Yes, you are right. The docker-compose configurations are present in the main repo. If you want to just use GrimoireLab as user, you can use the docker-compose method which is pretty simple and quick to use.

* Is it correct (for local dev) to set up grimoirelab-sirmordred, which requires me to clone most other sub-repo into some folders (according to [Getting-Started.md](https://github.com/chaoss/grimoirelab-sirmordred/blob/master/Getting-Started.md))

You are right, if you are looking to set up GrimoireLab as a developer, you need to check the Getting-Started.md and follow the steps accordingly.
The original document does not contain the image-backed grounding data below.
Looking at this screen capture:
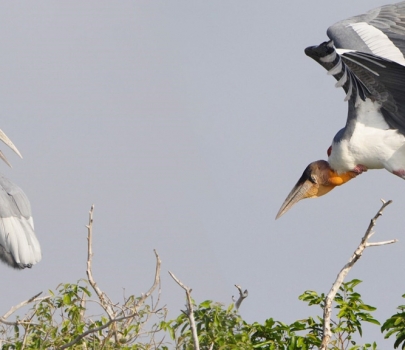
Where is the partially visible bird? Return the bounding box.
[277,1,405,219]
[0,129,41,268]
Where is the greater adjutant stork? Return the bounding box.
[0,130,41,268]
[277,1,405,219]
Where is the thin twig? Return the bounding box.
[59,250,161,350]
[366,240,397,247]
[85,205,120,344]
[123,249,161,329]
[136,250,161,308]
[233,285,248,310]
[168,271,200,350]
[86,205,115,320]
[58,313,136,350]
[21,308,37,350]
[320,199,396,350]
[0,292,50,326]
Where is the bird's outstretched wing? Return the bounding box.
[306,40,405,136]
[327,1,405,64]
[305,1,405,135]
[0,175,41,269]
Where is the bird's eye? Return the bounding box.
[310,175,318,184]
[327,146,332,157]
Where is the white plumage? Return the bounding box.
[329,99,405,174]
[306,1,405,178]
[349,22,405,65]
[277,1,405,219]
[0,131,41,269]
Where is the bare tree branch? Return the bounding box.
[136,250,161,308]
[85,205,163,346]
[59,247,161,348]
[232,285,248,310]
[320,199,397,350]
[366,240,397,247]
[168,271,200,350]
[122,249,161,330]
[20,310,37,350]
[58,313,137,350]
[0,292,50,326]
[86,205,115,320]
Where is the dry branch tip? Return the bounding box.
[320,199,396,349]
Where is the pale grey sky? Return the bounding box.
[0,0,403,346]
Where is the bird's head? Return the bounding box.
[0,129,22,167]
[275,160,357,219]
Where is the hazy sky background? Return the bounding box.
[0,0,403,346]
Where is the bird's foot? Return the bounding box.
[353,164,368,175]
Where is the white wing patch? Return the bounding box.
[0,216,41,266]
[349,22,405,65]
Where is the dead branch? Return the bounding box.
[20,309,38,350]
[86,205,115,320]
[0,292,50,326]
[60,248,161,348]
[122,249,161,330]
[85,205,163,346]
[58,313,137,350]
[232,285,248,310]
[320,199,397,350]
[168,271,200,350]
[136,250,161,308]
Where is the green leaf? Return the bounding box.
[63,293,71,305]
[359,304,377,311]
[227,303,235,313]
[199,300,212,308]
[364,318,380,326]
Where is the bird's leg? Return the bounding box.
[353,164,368,174]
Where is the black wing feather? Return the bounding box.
[342,51,405,135]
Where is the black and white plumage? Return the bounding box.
[277,1,405,219]
[0,130,41,268]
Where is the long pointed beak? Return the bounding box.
[276,160,358,220]
[0,129,22,168]
[276,179,315,220]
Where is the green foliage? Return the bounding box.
[161,279,380,350]
[0,280,165,349]
[241,280,378,350]
[245,317,321,349]
[298,279,379,350]
[3,278,405,349]
[161,300,250,349]
[382,294,405,349]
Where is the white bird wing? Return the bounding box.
[327,1,405,65]
[0,175,41,269]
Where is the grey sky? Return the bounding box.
[0,0,403,346]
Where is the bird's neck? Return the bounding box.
[327,169,357,186]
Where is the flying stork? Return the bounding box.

TieWay59 commented 2 years ago

Thanks for your quick response @vchrombie ♥.

eyehwan commented 2 years ago

Hi Mabel, Conversion rate has been added as one CHAOSS metric: https://github.com/chaoss/wg-evolution/blob/main/focus-areas/community-growth/conversion-rate.md, here are some definitions of different roles of conversion rate.

BR//Yehui

On Thu, Apr 7, 2022 at 4:22 PM Mabel @.***> wrote:

Hi @sgoggins https://github.com/sgoggins or @germonprez https://github.com/germonprez - I'm seeking some clarification on the statement above in order to flesh out the conversion rate calculation: "Identify casual, regular, and core contributors" - specifically the definition of "casual" contributors for a typical open source software community? I don't find it in the metrics definitions although I did find "occasional contributors". Is "casual" the same as "occasional" (as seen in the Occasional Contributors metric)?
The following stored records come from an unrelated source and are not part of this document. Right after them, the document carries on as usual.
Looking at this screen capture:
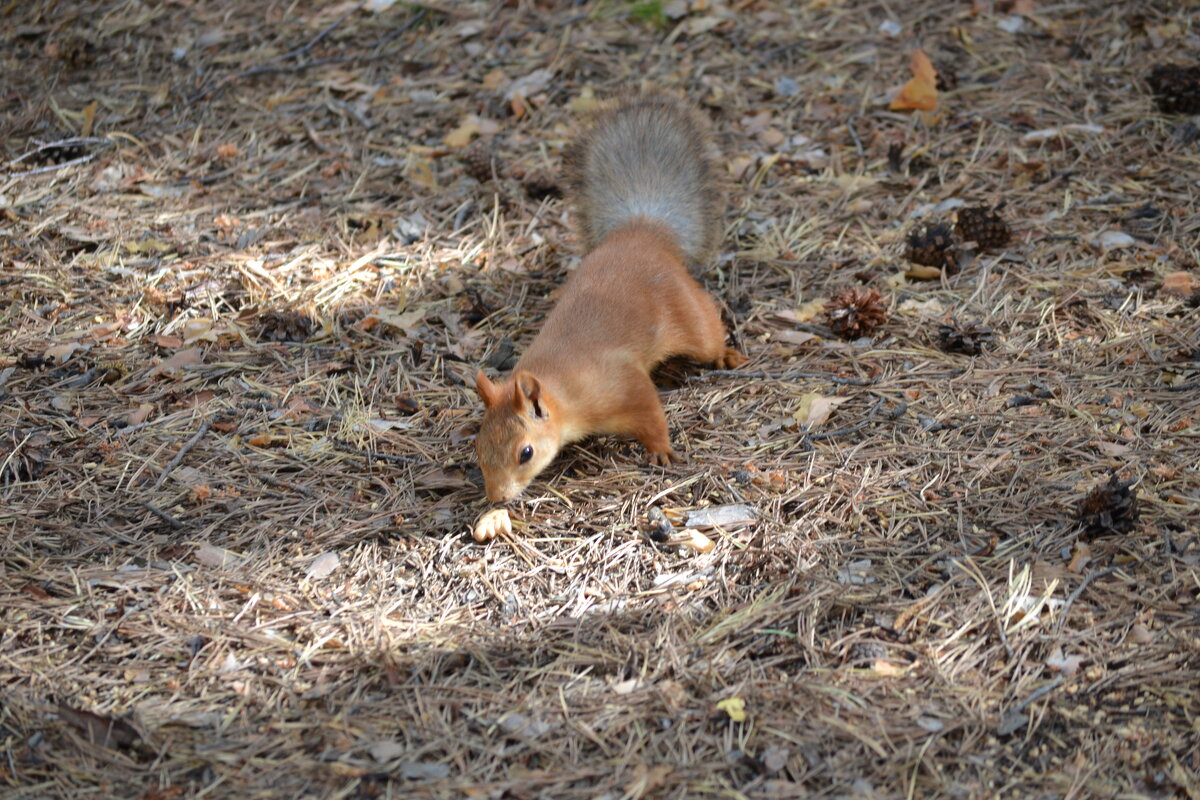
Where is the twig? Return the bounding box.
[807,397,886,441]
[151,419,211,490]
[143,503,185,529]
[1054,565,1119,635]
[330,438,420,465]
[846,115,865,157]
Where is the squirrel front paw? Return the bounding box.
[473,508,512,542]
[648,448,679,467]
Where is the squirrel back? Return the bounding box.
[563,94,724,268]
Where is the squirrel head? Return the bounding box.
[474,369,561,503]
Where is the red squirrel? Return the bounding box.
[474,94,746,504]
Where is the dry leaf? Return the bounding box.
[182,318,217,343]
[1067,542,1092,573]
[793,393,850,430]
[195,543,243,569]
[128,403,154,426]
[444,117,481,148]
[305,551,340,579]
[772,329,818,346]
[1045,647,1084,677]
[151,348,203,377]
[569,86,598,114]
[154,334,184,349]
[904,264,944,280]
[1161,271,1198,299]
[679,528,714,553]
[890,51,939,111]
[1129,623,1154,644]
[792,298,827,323]
[57,704,139,750]
[716,697,746,722]
[44,343,80,364]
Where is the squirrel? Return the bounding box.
[473,94,746,505]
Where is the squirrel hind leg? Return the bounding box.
[715,347,747,369]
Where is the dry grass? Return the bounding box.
[2,1,1198,798]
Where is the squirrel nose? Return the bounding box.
[487,484,515,503]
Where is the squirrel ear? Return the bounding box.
[475,370,500,408]
[514,371,545,419]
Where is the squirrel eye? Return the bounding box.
[519,445,534,464]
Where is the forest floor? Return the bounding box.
[2,1,1198,798]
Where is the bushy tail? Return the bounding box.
[563,94,724,269]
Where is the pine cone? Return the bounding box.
[954,206,1010,250]
[460,143,496,182]
[1078,472,1140,537]
[1147,64,1200,115]
[258,309,314,342]
[905,222,957,272]
[0,430,51,484]
[826,288,888,339]
[936,319,994,355]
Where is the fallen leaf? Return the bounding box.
[56,704,139,750]
[497,711,554,740]
[182,318,217,343]
[792,393,850,430]
[153,334,185,349]
[503,68,553,103]
[1161,271,1198,298]
[1045,647,1084,677]
[890,51,938,112]
[685,504,757,530]
[415,467,470,491]
[398,761,451,780]
[44,343,80,364]
[1067,542,1092,573]
[772,330,818,346]
[792,298,827,323]
[151,348,203,377]
[568,86,598,114]
[128,403,154,426]
[305,551,340,580]
[897,297,946,315]
[905,264,944,280]
[444,117,481,148]
[761,745,789,773]
[716,697,746,722]
[680,528,714,553]
[624,763,673,799]
[1129,623,1153,644]
[195,543,243,569]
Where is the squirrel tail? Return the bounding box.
[563,93,724,269]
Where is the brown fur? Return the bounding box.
[475,96,744,504]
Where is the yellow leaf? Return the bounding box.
[81,100,97,137]
[569,86,599,114]
[792,393,850,430]
[890,50,939,112]
[793,298,827,323]
[716,697,746,722]
[182,317,217,343]
[444,118,480,149]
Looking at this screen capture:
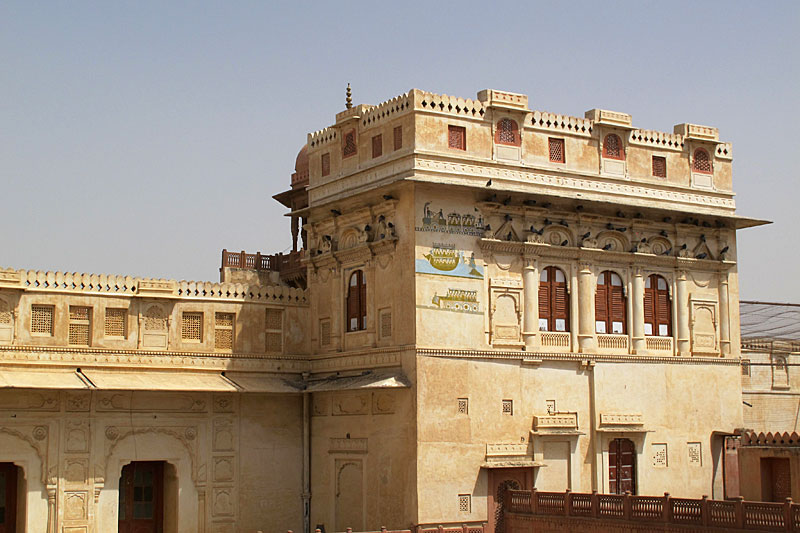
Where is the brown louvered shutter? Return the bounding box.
[359,273,367,330]
[554,279,569,326]
[644,282,655,328]
[611,285,626,333]
[656,289,671,336]
[595,283,608,325]
[347,279,358,332]
[539,280,550,328]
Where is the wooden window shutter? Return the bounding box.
[657,290,671,335]
[539,281,550,322]
[359,272,367,329]
[595,283,608,323]
[554,281,568,319]
[644,284,655,324]
[611,285,626,332]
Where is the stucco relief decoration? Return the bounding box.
[143,305,167,331]
[373,215,396,241]
[490,280,523,345]
[597,230,628,252]
[212,488,234,517]
[332,392,370,416]
[690,300,718,354]
[104,425,119,441]
[32,425,48,441]
[184,426,197,441]
[372,391,396,414]
[213,395,234,413]
[416,243,483,279]
[64,459,87,485]
[213,419,235,451]
[65,491,88,520]
[416,202,485,236]
[543,226,572,247]
[648,236,672,256]
[0,390,58,411]
[213,457,234,482]
[66,392,91,412]
[312,394,330,416]
[65,421,89,453]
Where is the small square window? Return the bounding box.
[448,125,466,150]
[31,305,54,335]
[104,308,127,338]
[343,129,357,158]
[546,400,556,414]
[181,312,203,342]
[458,398,469,414]
[458,494,471,513]
[652,155,667,178]
[69,306,92,346]
[549,138,565,163]
[372,134,383,158]
[502,399,513,415]
[393,126,402,151]
[215,312,234,351]
[321,153,330,177]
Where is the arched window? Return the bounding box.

Also, how about the differences between "regular" vs. "sustained" vs. "repeat" (I saw this term in the community reports) definitions? How much do they overlap? My thinking is regular and repeat are similar in definition, but I need some more info on the difference between regular & sustained. I'm also thinking core contributors might be by definition always considered sustained.

Thank you!

— Reply to this email directly, view it on GitHub https://github.com/chaoss/community/issues/305#issuecomment-1091289497, or unsubscribe https://github.com/notifications/unsubscribe-auth/AALW6DC63PXMXJ5BWJBAOSTVD2LNBANCNFSM5PRVOT7A . You are receiving this because you were mentioned.Message ID: @.***>

mabelbot commented 2 years ago

Hi Yehui, let me clarify my question. When I read the conversion-rate.md at the beginning of March, I saw in the Objectives section it states "Identify casual, regular, and core contributors". Since the Onion metric can already "Identify casual, regular, and core contributors" (https://chaoss.github.io/grimoirelab-sigils/common/onion_analysis/), I would like some clarification on how come "Identify casual, regular, and core contributors" is also part of conversion rate calculation? Thanks!
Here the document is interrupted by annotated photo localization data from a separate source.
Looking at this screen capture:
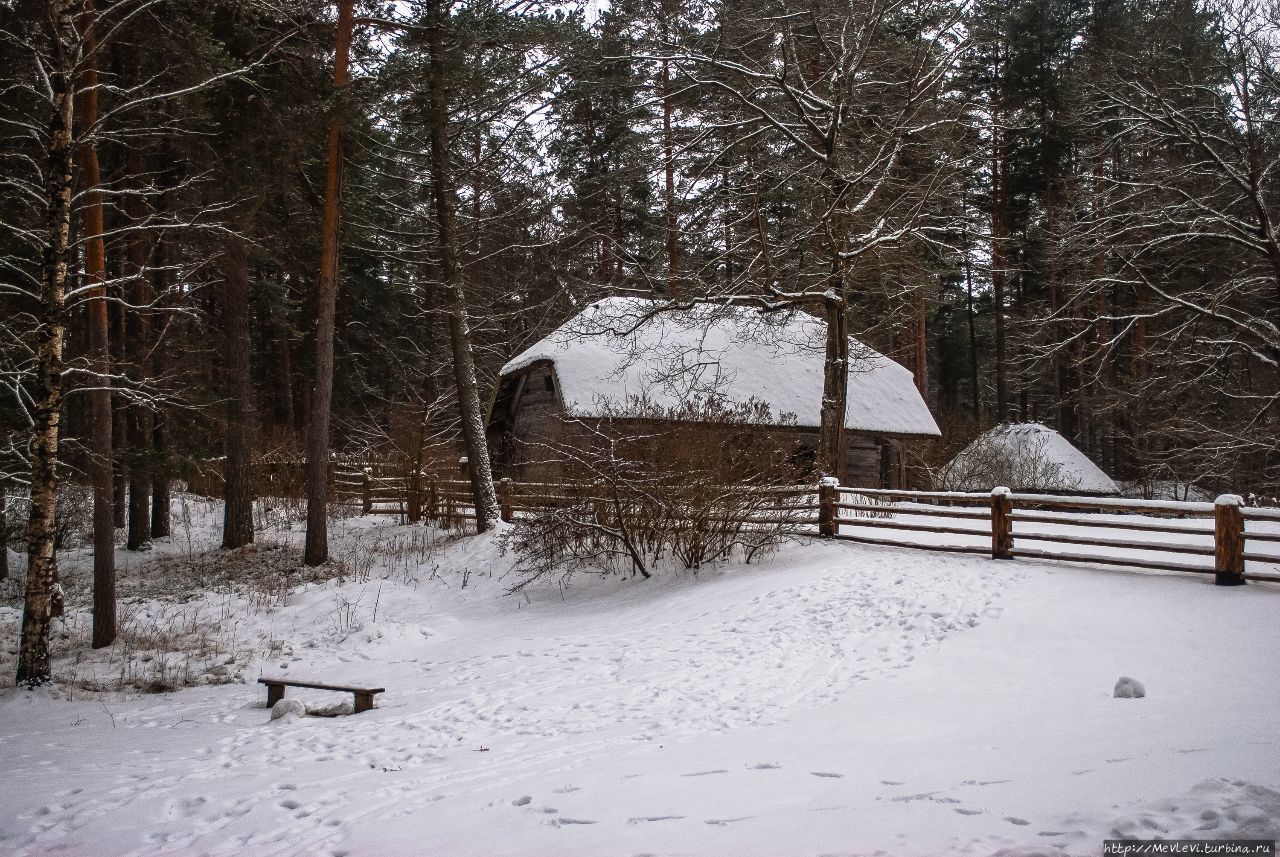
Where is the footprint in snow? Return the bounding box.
[705,817,752,826]
[627,816,684,824]
[512,796,532,807]
[681,769,728,777]
[748,762,782,770]
[1004,816,1031,826]
[953,808,983,815]
[550,817,596,826]
[810,772,843,778]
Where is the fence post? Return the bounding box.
[361,468,372,515]
[991,487,1014,560]
[427,479,438,523]
[499,478,514,523]
[818,477,839,538]
[1214,494,1246,586]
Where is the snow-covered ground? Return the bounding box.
[1,497,1277,856]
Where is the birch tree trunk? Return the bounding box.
[77,0,116,648]
[0,488,8,583]
[18,0,77,687]
[426,0,499,531]
[304,0,356,566]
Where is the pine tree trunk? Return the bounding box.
[151,413,171,538]
[18,0,76,686]
[77,0,115,649]
[913,289,928,400]
[963,233,980,419]
[305,0,356,567]
[818,293,848,480]
[149,234,171,539]
[987,32,1009,424]
[220,237,255,549]
[125,151,152,550]
[991,136,1009,423]
[660,2,679,299]
[426,0,499,531]
[112,418,127,528]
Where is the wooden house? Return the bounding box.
[485,298,941,487]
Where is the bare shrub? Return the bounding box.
[507,397,814,589]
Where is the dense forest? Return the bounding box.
[1,0,1277,678]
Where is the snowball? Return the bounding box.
[1114,676,1146,698]
[270,698,307,720]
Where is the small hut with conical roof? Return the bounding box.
[938,423,1118,495]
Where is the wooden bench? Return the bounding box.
[258,677,385,714]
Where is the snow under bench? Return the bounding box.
[258,677,385,713]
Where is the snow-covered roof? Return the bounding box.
[939,423,1118,494]
[499,297,940,437]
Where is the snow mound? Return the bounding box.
[1114,676,1146,698]
[1109,779,1280,840]
[269,698,307,721]
[308,697,355,717]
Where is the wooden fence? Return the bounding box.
[186,460,1280,585]
[817,483,1280,586]
[349,474,1280,586]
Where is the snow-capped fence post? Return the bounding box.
[990,487,1014,560]
[360,467,373,515]
[818,477,839,538]
[1214,494,1246,586]
[498,478,514,523]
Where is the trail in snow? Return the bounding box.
[0,508,1276,857]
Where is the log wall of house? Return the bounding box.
[487,362,911,489]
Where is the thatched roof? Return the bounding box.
[500,297,940,437]
[939,423,1118,494]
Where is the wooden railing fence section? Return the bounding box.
[181,458,1280,584]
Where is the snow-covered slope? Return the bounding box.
[501,297,941,437]
[0,503,1276,856]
eyehwan commented 2 years ago

@mabelbot Hi Mabel, Union and conversion rate are related, but not exactly same. Union is used to describe current contributors distribution status upon contribution amount, percentage of roles is used to evaluate the robustness of the community. One example is bus factor: https://github.com/chaoss/wg-risk/blob/main/focus-areas/business-risk/bus-factor.md, also there are two papers( related to pareto principle ) :

  1. Revisiting the applicability of the pareto principle to core development teams in open source software projects
  2. A Health Index of Open Source Projects Focusing on Pareto Distribution of Developer's Contribution

Conversion rate is used to descibe the community's ability to attract and retain contributors. It is very common for people to come in community because of some event and then disappear within a month, like running water in a stream. How to make running water stored in a reservoirs?Coversion rate is a proxy metric for that capability. There are also some papers related to it, for exmaple: Sustainability of Open Source software communities beyond a fork: How and why has the LibreOffice project evolved?

Hoping it will help.

BR//Yehui.

ElizabethN commented 2 years ago

@sgoggins am I ok to close this issue now that the GSOC deadline has passed?

vchrombie commented 2 years ago

Congrats to @mabelbot @TieWay59 for getting selected for this project! :tada:

We appreciate the efforts of the other applicants too, who worked really hard on the applications and microtasks. We would love to see you around, contributing to CHAOSS. Please feel free to reach out to us in case you have any concerns.